Financial Solvency

If you are earning enough to meet your basic survival expenses on your own and don’t owe any money to anyone or any bank, you are financially solvent. Perhaps you are a young earner in your first job or you have just managed to pay off your debts and loans. Either way, you are already better off than a vast majority of the population, kudos! The next step for you is to become financially stable. That means ensuring you have adequate health insurance for you and your dependents, so that you are capable of handling any unexpected medical emergencies. An unfortunate accident, or a pandemic like Covid-19 that can come out of the blue, can make you bankrupt overnight or push you back into debt with huge hospital bills, given the rising cost of healthcare in India. The next step is to secure your family’s financial welfare in the event of your untimely, pre-mature death, by getting a term life insurance. Learn what type of life insurance is best, and what you should avoid.

Then try to increase your savings rate by reducing expenses and aim to save up to 6-12 months of typical expenses in an emergency fund. This is to take care of unexpected large expenses that may crop up suddenly. Even if you have health insurance, you may be required to either contribute to a co-pay, or pay the bills first and then ask for reimbursement. Or you might be faced with a situation such as floods due to heavy rains that require you to replace all the furniture and electronics in your house. Or perhaps you might unexpectedly be given the pink slip! Having up to 1 year of expenses in a fund gives you the confidence that you can survive for a year without a job, giving you enough time to up-skill and find that next job.

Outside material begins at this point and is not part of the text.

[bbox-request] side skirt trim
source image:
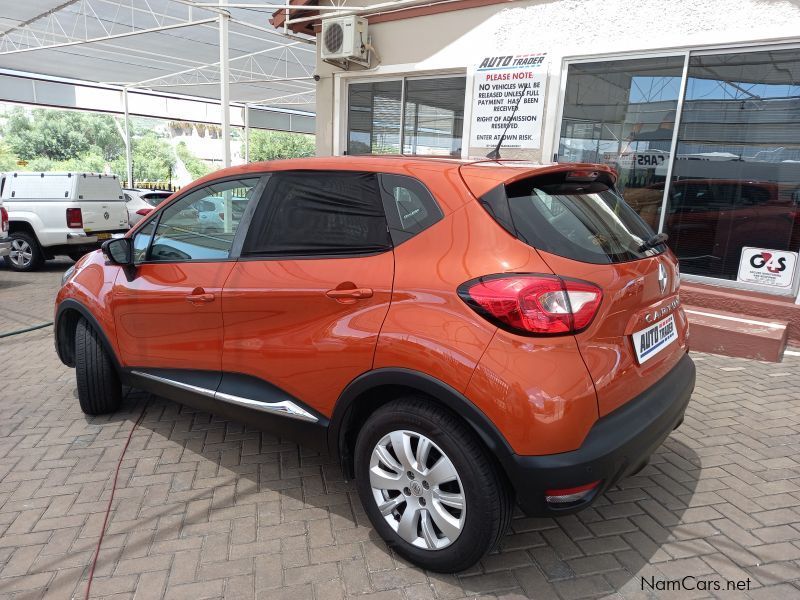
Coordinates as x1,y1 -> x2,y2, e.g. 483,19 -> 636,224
131,371 -> 319,423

Remember: If you follow Savings = Income – Expenses, then you will always be finding new ways to spend money (on that new iPhone or a bigger car, or that party you didn’t really want to go, or that gold jewellery you didn’t really need) and your savings will either be nil or very low. The way to increase savings and investments, is to follow: Expenses = Income – Savings. That is, have a personal monthly budget, based on which you calculate a certain amount that you can comfortably save every month. Ensure that you put this amount aside in a different bank account meant for emergency expenses (i.e., pay yourself first!) as soon as you get your monthly salary or business income, and then spend only from what’s left.